# Noga Indicator Base Size Question



## Deadbolt47A (Jun 2, 2016)

I'm in the market for a new indicator base for my Atlas 618.  I'm going to buy a Noga but I'm having a hard time deciding between the small and medium sized indicator.  I'd like to use the small one but am concerned I'll end up wishing I'd have bought the medium sized one.  Any information would be appreciated.
Thanks.

Eric


----------



## Bob Korves (Jun 2, 2016)

Buy both!  Seriously, the small one would probably be more useful on your 618, however, you might get a bigger lathe someday, or a mill or whatever.  Get what works for you best.  Noga is definitely the right choice.  They are amazingly nice, and change indicating from a chore into a pleasure.  I had to use a cheap import stand today to help a friend with his lathe (fellow H-M member, hope he doesn't see this!).  I had forgotten just how awful they are.  A Noga will spoil you forever.  Buy all the cheap junk you want, but splurge and buy yourself a Noga indicator stand.  They are the absolute best and a joy to use, and no, I am not compensated by them...  Anyway, you may need another indicator stand or holder for other uses.  Again, choose Noga first.  I recently came into a larger, old school, heavier duty Mitutoyo indicator stand, in new condition.  It is the next best thing to a Noga i have used so far, and I am keeping it for heavier work.  I gave away all my Chinese indicator stands, and the leftover parts from the broken ones as well, a long time ago.


----------



## Billh51 (Jun 2, 2016)

I have to agree with Bob on the quality of a Noga.

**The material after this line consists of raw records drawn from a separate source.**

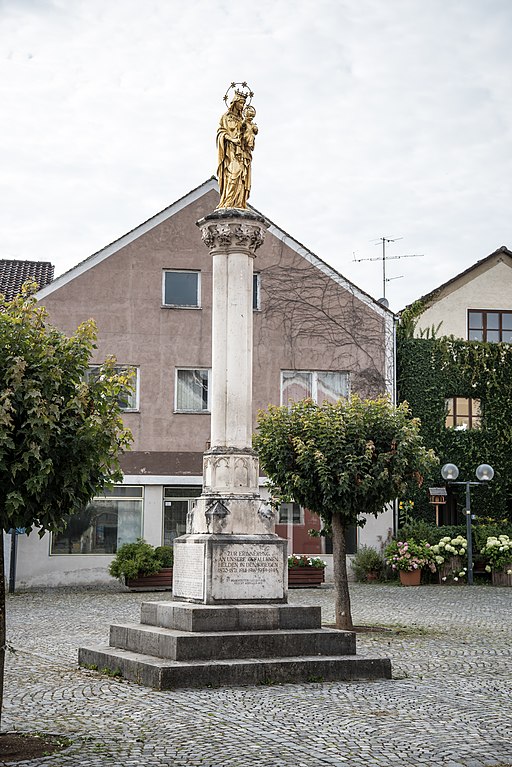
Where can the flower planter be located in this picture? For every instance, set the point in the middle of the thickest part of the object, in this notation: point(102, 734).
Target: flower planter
point(160, 581)
point(450, 568)
point(305, 576)
point(410, 577)
point(501, 577)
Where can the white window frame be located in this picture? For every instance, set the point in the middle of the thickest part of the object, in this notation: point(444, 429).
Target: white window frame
point(197, 272)
point(138, 495)
point(290, 521)
point(314, 381)
point(136, 390)
point(209, 392)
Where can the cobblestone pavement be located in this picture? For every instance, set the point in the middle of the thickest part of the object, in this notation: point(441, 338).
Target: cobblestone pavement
point(448, 704)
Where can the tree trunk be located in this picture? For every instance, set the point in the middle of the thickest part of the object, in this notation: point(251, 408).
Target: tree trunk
point(2, 622)
point(339, 556)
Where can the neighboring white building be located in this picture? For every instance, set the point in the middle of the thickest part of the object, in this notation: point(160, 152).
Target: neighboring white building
point(476, 304)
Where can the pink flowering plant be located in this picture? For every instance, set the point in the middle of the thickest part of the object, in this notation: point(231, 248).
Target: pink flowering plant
point(302, 560)
point(410, 555)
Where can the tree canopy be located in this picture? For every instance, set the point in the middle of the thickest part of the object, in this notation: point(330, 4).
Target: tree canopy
point(60, 436)
point(341, 461)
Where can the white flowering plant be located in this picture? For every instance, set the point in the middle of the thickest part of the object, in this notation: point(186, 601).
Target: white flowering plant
point(450, 547)
point(302, 560)
point(498, 552)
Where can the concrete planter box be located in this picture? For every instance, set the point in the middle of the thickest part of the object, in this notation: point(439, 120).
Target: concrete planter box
point(160, 581)
point(410, 577)
point(451, 567)
point(305, 576)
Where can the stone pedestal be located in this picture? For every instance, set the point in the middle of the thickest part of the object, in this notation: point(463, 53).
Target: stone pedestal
point(230, 553)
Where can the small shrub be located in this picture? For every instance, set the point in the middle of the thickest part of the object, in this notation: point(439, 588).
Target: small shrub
point(133, 559)
point(166, 555)
point(367, 560)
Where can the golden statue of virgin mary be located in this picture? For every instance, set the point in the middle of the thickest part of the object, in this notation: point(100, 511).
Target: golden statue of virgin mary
point(235, 143)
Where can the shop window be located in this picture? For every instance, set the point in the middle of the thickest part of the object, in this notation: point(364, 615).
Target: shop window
point(463, 413)
point(320, 386)
point(192, 391)
point(490, 325)
point(182, 289)
point(178, 501)
point(107, 522)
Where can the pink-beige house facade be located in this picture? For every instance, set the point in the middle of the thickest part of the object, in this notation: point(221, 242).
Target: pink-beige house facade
point(315, 334)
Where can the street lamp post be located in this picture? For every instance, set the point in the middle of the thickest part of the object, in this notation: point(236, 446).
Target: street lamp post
point(484, 474)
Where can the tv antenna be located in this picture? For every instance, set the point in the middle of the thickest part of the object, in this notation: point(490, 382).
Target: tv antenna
point(384, 257)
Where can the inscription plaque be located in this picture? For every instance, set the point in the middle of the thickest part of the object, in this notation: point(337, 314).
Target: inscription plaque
point(188, 571)
point(247, 571)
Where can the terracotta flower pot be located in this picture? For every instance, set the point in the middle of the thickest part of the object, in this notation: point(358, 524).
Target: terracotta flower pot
point(410, 577)
point(501, 577)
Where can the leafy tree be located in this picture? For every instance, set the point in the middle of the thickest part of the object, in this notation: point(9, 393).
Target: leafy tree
point(60, 436)
point(341, 460)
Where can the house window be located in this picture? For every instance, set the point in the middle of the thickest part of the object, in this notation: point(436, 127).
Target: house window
point(107, 522)
point(463, 413)
point(256, 285)
point(128, 399)
point(489, 325)
point(192, 391)
point(321, 386)
point(290, 514)
point(178, 501)
point(182, 289)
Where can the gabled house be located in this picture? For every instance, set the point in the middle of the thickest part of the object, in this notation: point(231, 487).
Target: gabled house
point(454, 355)
point(475, 305)
point(315, 334)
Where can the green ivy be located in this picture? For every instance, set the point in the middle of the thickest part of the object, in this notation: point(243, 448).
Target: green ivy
point(429, 371)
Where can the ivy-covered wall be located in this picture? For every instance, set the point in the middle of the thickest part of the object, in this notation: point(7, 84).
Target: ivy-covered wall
point(430, 370)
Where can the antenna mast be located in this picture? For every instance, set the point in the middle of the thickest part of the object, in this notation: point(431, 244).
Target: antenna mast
point(383, 258)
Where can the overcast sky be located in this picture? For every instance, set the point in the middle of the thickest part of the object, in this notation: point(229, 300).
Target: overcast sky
point(377, 118)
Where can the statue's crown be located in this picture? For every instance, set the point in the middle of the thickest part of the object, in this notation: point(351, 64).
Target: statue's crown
point(243, 92)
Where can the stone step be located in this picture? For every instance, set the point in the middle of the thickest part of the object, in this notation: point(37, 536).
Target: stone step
point(187, 616)
point(183, 646)
point(162, 674)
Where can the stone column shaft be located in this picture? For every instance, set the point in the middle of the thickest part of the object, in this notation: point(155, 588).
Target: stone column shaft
point(231, 396)
point(230, 553)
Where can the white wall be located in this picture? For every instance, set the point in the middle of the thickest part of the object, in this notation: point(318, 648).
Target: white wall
point(492, 289)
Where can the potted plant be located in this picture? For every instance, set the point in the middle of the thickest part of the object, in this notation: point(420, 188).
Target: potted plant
point(449, 555)
point(408, 558)
point(142, 566)
point(367, 564)
point(498, 552)
point(305, 571)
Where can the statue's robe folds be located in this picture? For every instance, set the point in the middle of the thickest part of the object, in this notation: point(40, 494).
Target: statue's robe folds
point(230, 171)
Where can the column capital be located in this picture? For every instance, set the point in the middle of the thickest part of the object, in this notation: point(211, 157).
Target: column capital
point(232, 230)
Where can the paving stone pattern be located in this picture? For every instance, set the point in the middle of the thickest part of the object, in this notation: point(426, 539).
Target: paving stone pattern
point(449, 702)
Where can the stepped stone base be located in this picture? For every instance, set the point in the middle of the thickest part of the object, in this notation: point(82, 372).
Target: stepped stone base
point(186, 645)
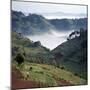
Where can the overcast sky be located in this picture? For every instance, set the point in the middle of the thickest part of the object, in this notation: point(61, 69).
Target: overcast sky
point(44, 8)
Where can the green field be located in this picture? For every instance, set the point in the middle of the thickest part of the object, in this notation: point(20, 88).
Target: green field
point(49, 75)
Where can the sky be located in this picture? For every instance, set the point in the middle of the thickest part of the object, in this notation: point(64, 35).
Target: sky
point(50, 10)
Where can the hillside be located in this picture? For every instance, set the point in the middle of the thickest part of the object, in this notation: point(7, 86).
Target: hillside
point(31, 24)
point(72, 55)
point(31, 75)
point(69, 24)
point(35, 24)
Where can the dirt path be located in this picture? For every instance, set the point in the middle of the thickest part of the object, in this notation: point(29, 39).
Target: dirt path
point(19, 83)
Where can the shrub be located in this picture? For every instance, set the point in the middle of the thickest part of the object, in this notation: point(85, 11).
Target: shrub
point(19, 59)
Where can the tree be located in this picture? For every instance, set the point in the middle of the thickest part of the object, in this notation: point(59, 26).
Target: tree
point(19, 59)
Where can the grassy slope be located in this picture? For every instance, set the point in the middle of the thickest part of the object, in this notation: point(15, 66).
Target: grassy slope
point(47, 74)
point(73, 56)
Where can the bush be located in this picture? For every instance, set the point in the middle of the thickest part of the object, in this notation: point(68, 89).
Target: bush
point(62, 67)
point(19, 59)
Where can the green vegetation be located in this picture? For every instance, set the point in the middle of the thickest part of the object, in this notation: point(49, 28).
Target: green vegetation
point(47, 74)
point(66, 63)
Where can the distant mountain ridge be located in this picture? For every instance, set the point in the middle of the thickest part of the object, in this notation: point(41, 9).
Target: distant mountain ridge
point(37, 24)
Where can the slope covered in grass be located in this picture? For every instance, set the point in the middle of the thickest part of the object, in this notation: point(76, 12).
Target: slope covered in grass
point(49, 75)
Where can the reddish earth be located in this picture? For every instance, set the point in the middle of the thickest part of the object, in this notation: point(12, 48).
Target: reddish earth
point(19, 83)
point(64, 83)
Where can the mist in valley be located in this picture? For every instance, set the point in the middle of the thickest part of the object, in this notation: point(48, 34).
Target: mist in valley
point(51, 39)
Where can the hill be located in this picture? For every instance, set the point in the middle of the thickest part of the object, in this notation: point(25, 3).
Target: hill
point(37, 24)
point(72, 55)
point(31, 24)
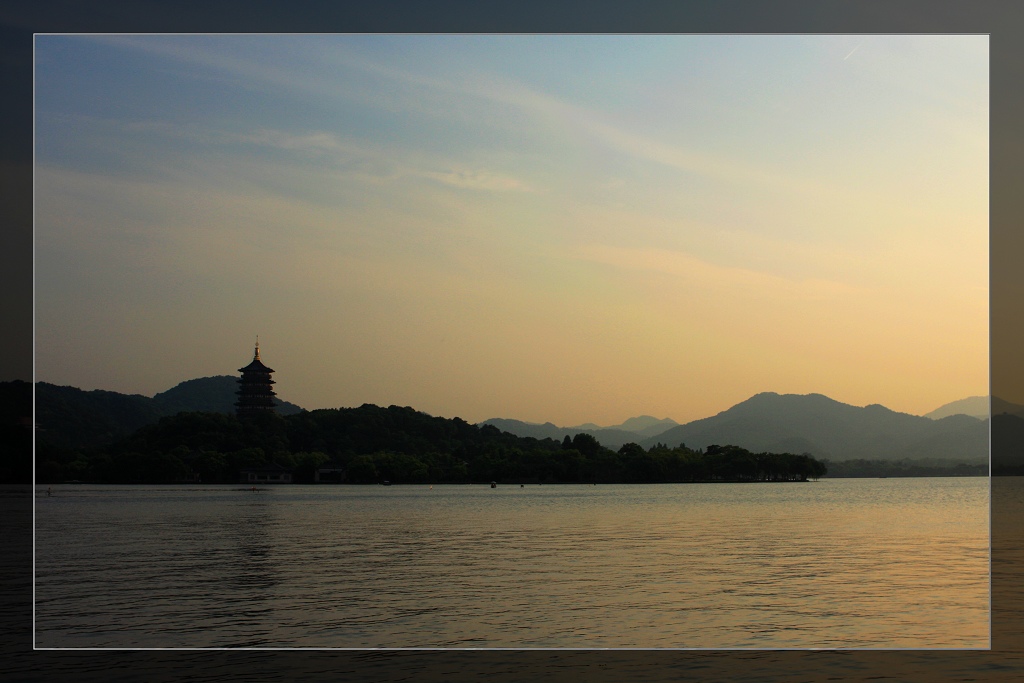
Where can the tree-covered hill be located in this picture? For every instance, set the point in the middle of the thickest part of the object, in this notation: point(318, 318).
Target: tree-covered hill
point(401, 445)
point(209, 394)
point(72, 418)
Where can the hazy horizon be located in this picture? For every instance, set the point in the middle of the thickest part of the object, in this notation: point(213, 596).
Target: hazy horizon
point(563, 228)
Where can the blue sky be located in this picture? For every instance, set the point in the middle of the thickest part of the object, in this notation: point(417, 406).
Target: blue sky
point(544, 227)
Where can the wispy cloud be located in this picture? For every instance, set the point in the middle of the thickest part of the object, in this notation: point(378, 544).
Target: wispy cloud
point(692, 271)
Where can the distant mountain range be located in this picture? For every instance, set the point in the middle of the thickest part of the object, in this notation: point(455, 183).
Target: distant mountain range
point(812, 423)
point(976, 407)
point(826, 428)
point(633, 430)
point(72, 418)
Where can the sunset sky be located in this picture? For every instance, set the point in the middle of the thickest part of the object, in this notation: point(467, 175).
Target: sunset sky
point(564, 228)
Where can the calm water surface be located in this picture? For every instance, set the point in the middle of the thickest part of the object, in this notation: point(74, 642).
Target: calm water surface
point(835, 563)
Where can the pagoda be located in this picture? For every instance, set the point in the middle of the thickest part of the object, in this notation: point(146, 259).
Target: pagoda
point(255, 394)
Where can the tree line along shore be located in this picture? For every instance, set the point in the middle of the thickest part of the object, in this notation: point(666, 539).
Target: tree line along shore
point(371, 444)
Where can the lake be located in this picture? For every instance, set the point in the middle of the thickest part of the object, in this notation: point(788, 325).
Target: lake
point(848, 563)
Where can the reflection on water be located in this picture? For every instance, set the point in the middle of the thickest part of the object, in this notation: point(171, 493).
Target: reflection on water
point(836, 563)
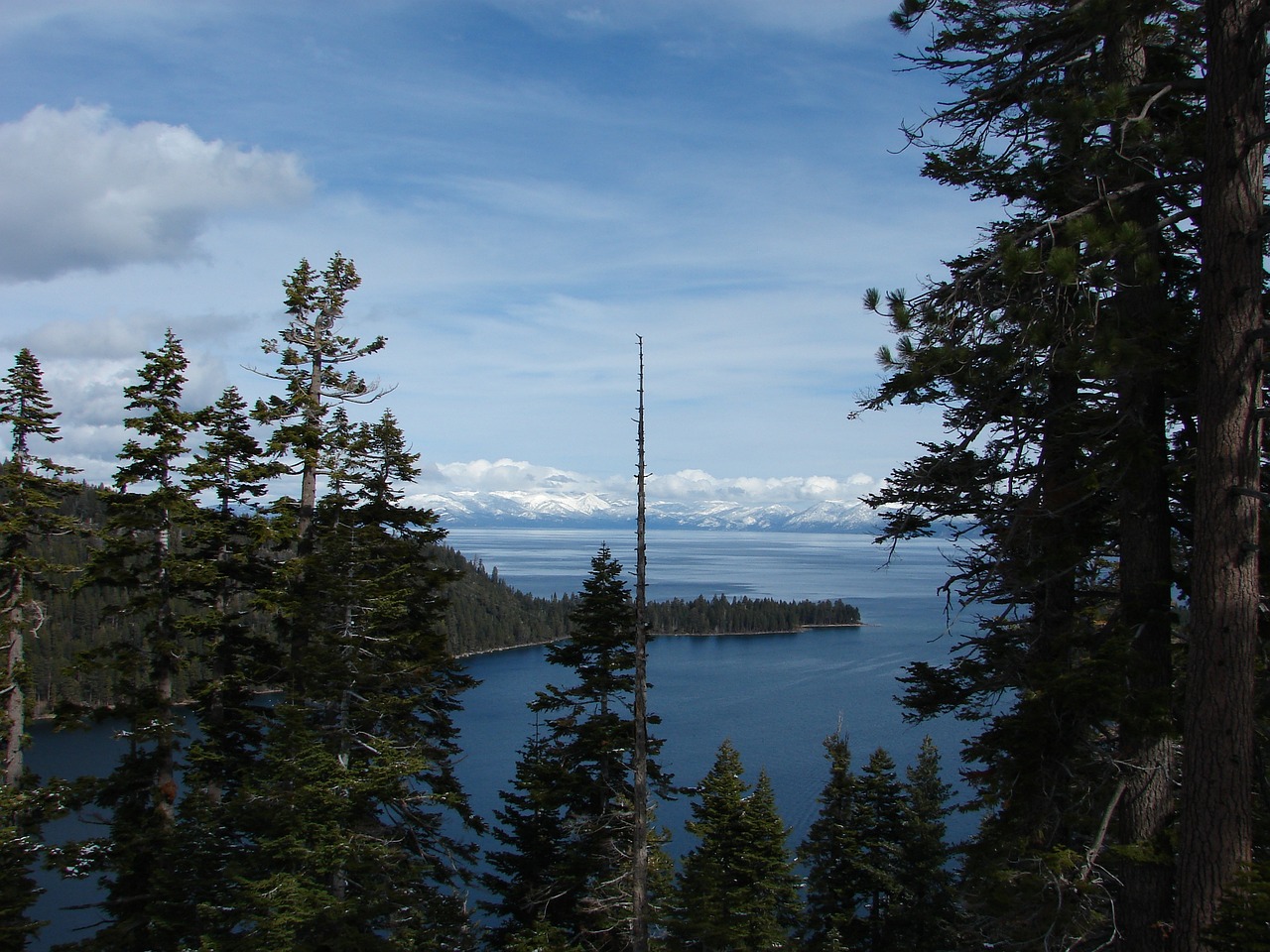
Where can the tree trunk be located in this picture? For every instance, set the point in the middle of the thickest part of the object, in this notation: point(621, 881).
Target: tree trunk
point(14, 699)
point(1218, 728)
point(1146, 746)
point(639, 852)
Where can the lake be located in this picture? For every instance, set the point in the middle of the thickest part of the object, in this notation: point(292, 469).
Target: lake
point(774, 696)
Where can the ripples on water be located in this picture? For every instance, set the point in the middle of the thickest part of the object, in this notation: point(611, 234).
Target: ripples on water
point(775, 696)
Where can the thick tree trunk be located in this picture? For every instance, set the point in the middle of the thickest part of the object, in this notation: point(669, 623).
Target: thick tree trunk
point(1218, 728)
point(14, 698)
point(1146, 746)
point(639, 851)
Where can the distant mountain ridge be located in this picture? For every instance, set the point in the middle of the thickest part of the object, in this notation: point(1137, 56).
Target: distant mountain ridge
point(583, 509)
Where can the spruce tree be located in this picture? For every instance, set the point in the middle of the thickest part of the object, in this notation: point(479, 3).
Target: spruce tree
point(735, 889)
point(833, 855)
point(31, 493)
point(140, 556)
point(570, 820)
point(347, 816)
point(924, 911)
point(1061, 350)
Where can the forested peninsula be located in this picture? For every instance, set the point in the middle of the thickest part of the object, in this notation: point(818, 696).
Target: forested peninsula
point(481, 613)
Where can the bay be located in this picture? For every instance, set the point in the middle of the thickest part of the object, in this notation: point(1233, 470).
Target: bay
point(774, 696)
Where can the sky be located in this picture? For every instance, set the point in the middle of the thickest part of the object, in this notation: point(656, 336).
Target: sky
point(526, 186)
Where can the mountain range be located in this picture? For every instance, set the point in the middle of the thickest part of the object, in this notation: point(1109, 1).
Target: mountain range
point(587, 509)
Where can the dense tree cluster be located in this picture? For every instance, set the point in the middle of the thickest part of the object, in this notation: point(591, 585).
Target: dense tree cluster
point(324, 817)
point(1097, 363)
point(735, 616)
point(312, 644)
point(481, 613)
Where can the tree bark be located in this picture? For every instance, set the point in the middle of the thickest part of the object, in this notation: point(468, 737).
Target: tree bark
point(1218, 725)
point(639, 782)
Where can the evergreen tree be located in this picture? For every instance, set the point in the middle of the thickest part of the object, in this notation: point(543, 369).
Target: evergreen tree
point(924, 910)
point(570, 817)
point(735, 889)
point(1061, 352)
point(345, 819)
point(140, 557)
point(833, 855)
point(1215, 835)
point(312, 354)
point(31, 493)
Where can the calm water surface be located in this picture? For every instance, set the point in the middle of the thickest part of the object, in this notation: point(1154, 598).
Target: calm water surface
point(774, 696)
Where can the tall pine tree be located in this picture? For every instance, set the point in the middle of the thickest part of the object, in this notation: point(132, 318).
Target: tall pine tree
point(735, 889)
point(140, 556)
point(570, 821)
point(31, 492)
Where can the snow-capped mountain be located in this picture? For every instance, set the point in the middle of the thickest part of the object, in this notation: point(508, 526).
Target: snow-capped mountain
point(581, 509)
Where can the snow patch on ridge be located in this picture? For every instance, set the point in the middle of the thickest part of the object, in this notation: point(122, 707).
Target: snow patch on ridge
point(567, 509)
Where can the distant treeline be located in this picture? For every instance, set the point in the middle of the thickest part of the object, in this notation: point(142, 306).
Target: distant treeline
point(484, 615)
point(743, 616)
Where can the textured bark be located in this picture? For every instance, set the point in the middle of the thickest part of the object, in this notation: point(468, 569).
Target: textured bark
point(1146, 746)
point(14, 698)
point(1218, 728)
point(639, 761)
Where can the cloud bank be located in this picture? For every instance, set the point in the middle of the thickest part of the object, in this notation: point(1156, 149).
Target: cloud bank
point(81, 190)
point(686, 485)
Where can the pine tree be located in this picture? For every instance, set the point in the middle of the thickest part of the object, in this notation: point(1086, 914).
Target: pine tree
point(924, 909)
point(31, 493)
point(1061, 350)
point(735, 889)
point(833, 855)
point(140, 556)
point(347, 816)
point(570, 821)
point(312, 354)
point(1219, 722)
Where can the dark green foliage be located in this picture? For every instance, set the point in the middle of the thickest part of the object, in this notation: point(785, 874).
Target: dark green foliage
point(30, 498)
point(738, 616)
point(1061, 353)
point(876, 857)
point(140, 556)
point(735, 889)
point(568, 820)
point(833, 855)
point(344, 820)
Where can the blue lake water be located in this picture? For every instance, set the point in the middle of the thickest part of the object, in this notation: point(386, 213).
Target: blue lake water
point(774, 696)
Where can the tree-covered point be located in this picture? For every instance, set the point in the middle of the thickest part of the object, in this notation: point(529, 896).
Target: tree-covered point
point(483, 613)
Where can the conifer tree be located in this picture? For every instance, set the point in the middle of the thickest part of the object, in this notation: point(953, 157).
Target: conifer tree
point(140, 557)
point(345, 817)
point(312, 356)
point(31, 492)
point(1061, 350)
point(924, 911)
point(735, 889)
point(568, 821)
point(229, 549)
point(833, 855)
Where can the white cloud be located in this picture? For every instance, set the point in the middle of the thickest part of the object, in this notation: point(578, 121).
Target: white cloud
point(817, 18)
point(80, 189)
point(686, 485)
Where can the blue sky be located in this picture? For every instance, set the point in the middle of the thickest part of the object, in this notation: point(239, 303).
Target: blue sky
point(525, 186)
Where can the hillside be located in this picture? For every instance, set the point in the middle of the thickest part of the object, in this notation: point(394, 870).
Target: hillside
point(484, 613)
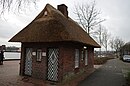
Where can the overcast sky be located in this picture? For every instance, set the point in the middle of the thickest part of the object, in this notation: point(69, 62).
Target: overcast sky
point(116, 13)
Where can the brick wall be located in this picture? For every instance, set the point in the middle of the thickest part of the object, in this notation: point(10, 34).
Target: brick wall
point(66, 60)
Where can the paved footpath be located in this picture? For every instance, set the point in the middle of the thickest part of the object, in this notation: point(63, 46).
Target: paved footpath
point(110, 74)
point(9, 76)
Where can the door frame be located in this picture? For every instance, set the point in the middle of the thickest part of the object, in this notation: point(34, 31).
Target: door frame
point(57, 63)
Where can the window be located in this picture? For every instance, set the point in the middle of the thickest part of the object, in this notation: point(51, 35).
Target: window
point(76, 58)
point(39, 54)
point(86, 57)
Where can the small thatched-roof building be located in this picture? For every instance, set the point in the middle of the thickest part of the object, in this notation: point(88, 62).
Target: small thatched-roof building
point(54, 46)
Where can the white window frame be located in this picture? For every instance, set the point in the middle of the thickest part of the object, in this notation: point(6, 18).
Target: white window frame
point(76, 58)
point(39, 55)
point(86, 57)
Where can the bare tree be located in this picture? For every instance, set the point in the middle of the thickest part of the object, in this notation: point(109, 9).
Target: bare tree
point(6, 5)
point(118, 43)
point(88, 16)
point(105, 38)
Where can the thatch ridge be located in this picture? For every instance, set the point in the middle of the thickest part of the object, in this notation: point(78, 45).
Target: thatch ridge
point(53, 27)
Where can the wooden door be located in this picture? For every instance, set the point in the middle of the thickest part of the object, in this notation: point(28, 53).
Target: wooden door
point(53, 54)
point(28, 62)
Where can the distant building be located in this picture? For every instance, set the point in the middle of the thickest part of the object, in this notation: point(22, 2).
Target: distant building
point(3, 47)
point(54, 46)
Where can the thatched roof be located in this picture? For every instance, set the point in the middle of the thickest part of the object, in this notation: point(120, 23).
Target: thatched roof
point(52, 26)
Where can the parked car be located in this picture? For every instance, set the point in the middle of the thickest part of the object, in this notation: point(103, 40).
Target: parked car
point(126, 58)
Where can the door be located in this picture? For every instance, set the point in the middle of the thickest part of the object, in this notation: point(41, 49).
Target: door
point(28, 62)
point(52, 73)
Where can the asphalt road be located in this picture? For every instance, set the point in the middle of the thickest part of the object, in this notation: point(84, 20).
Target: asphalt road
point(112, 73)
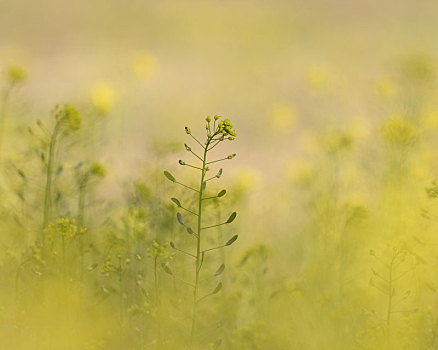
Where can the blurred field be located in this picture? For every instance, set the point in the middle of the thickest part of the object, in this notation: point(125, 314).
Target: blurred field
point(335, 106)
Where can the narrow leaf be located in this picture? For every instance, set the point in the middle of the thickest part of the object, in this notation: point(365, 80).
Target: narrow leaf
point(232, 240)
point(216, 344)
point(220, 270)
point(169, 176)
point(167, 269)
point(92, 267)
point(231, 218)
point(21, 173)
point(221, 193)
point(179, 218)
point(217, 289)
point(176, 201)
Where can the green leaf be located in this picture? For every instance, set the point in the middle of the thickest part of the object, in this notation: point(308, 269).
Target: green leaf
point(92, 267)
point(216, 344)
point(220, 270)
point(221, 193)
point(166, 269)
point(179, 218)
point(231, 218)
point(169, 176)
point(21, 173)
point(217, 289)
point(232, 240)
point(176, 201)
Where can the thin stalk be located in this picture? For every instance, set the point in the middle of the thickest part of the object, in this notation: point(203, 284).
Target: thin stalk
point(49, 180)
point(158, 303)
point(390, 284)
point(81, 219)
point(3, 112)
point(198, 244)
point(120, 302)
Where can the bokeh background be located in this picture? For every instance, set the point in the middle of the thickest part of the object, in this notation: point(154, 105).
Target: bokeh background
point(335, 106)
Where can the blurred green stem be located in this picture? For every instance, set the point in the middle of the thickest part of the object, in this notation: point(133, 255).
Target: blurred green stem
point(49, 179)
point(198, 240)
point(3, 112)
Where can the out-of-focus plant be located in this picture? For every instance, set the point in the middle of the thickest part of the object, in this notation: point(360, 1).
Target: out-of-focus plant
point(16, 75)
point(67, 120)
point(385, 279)
point(216, 132)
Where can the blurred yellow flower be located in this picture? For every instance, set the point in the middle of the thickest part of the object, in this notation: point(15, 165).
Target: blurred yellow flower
point(282, 117)
point(386, 88)
point(399, 131)
point(430, 119)
point(246, 180)
point(144, 65)
point(318, 77)
point(16, 74)
point(103, 96)
point(299, 171)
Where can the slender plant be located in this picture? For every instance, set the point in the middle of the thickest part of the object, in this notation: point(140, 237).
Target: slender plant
point(386, 282)
point(216, 132)
point(67, 119)
point(15, 76)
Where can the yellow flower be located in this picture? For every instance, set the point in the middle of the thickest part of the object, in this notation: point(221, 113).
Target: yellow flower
point(282, 117)
point(16, 74)
point(103, 97)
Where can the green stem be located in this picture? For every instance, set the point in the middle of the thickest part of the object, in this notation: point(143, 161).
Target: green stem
point(81, 218)
point(49, 180)
point(198, 242)
point(3, 112)
point(158, 304)
point(120, 302)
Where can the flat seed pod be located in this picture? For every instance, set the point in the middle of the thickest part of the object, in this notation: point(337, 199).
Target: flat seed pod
point(216, 344)
point(232, 240)
point(217, 289)
point(92, 267)
point(176, 201)
point(220, 270)
point(179, 218)
point(231, 218)
point(169, 176)
point(221, 193)
point(167, 269)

I have had several cheap ones over the years and recently splurged on a Noga. Man what a difference, a pleasure to use. I have a 12x36 lathe and bought the medium sized one and it works great. I would think the smaller one would be better suited for your 6x18. Good luck with your decision and I also have no affiliation with Noga.


----------



## Billh51 (Jun 2, 2016)

Forgot to add, there on sale in the new Enco flyer right now with free shipping.


----------



## Deadbolt47A (Jun 3, 2016)

Many thanks guys!

Eric


----------